Григорий Ильич был поражён. Он и не надеялся хоть когда-нибудь вернуться обратно в Малороссию — в Батурин или Глухов, в Чернигов или в Киев… Неужто они вообще где-то ещё есть на белом свете? Немыслимо и представить снова там оказаться… И что ему там делать? Там он теперь уже никто. А здесь он первообразное творение видит. Здесь всё в будущем. Здесь вечное воскресенье. Здесь райский сад и Ева ещё без яблока. Здесь правая вера вторгается в непокорную тайгу. Здесь божья брань. А он полковник.
— Нэ трэба, вотче, — тяжело признался Новицкий. — Тут покаянье моё.
Филофей зорко вгляделся в Григория Ильича.
— А помиловать тебя, Гриша, для души Петра Лек-сеича не менее важно, чем для тебя в отчизну вернуться.
— Я вжэ тут врыс в Сибэре, яко дрэво, — твёрдо ответил Григорий Ильич. — Нэ трэба, вотче. Тэпэр моя справа тут.

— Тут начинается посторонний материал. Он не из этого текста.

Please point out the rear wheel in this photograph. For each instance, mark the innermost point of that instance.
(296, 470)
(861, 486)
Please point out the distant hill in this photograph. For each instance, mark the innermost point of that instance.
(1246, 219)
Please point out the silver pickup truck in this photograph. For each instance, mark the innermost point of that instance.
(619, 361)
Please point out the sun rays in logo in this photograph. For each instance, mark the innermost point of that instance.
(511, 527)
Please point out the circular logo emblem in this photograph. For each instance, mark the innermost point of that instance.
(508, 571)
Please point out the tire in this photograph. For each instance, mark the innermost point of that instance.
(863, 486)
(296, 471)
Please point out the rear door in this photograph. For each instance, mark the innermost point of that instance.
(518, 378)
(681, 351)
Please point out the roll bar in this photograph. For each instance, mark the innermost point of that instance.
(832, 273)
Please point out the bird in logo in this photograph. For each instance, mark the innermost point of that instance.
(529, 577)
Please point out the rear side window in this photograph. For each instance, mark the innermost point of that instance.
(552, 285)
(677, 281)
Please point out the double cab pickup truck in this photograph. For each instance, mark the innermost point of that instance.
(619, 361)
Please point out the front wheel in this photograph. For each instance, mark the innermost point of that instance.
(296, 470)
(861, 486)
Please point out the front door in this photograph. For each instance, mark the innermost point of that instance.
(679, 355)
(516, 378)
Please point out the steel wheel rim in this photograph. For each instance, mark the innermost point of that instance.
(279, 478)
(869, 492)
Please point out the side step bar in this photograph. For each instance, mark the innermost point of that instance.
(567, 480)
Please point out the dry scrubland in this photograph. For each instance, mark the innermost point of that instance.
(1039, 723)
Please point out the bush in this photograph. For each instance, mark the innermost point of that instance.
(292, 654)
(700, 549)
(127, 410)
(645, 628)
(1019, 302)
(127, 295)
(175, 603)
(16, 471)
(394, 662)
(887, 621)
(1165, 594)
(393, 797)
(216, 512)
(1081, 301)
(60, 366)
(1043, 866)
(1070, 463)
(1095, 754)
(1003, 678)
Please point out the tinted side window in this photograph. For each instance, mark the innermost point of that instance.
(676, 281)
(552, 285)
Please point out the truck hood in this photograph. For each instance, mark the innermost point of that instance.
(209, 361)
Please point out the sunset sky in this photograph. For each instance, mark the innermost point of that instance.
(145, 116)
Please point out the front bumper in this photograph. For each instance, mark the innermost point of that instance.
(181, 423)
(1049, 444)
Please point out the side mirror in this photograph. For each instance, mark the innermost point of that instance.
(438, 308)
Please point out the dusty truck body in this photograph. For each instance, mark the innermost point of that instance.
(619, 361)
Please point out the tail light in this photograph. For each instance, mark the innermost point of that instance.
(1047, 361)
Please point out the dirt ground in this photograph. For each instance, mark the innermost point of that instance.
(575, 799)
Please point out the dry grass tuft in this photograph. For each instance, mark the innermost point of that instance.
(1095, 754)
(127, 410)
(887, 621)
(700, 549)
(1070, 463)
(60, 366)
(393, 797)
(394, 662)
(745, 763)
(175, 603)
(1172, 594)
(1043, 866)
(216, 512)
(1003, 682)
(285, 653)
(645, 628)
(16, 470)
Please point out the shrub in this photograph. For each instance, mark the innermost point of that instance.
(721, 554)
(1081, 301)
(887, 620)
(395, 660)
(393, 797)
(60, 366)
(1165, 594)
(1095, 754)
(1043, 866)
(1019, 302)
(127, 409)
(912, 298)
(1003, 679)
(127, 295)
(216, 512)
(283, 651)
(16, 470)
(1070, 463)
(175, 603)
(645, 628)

Стёклышки в оконницах кельи вдруг дружно звякнули. Это на Троицком мысу бабахнула пушка. Орудийный выстрел возвещал о начале ледохода — Иртыш начал лопаться под напором вешних вод из полуденных степей. И ледоход для Григория Ильича тоже стал божьим знамением возрождения.
Огонёк жировой лампады еле озарял измождённые лица. В маленькой землянке полковника Бухгольца собралось десятка два офицеров; они сидели вокруг стола тесно, как святые на иконе. Даже при тусклой лампаде Иван Дмитриевич видел, что половина его командиров поражена скорбутом: на скулах темнели синяки, глаза пожелтели, в волосах запеклась кровь. Однако скорбут лучше плена или гибели. Это сравнение напрашивалось у офицеров поневоле, потому что среди них уже не было поручиков Кузьмичёва и Демарина, лейтенанта Сванте Инборга, капитанов Морозова и Ожаровского, майора Шестакова… Немалые потери для мирного похода в ничейную степь.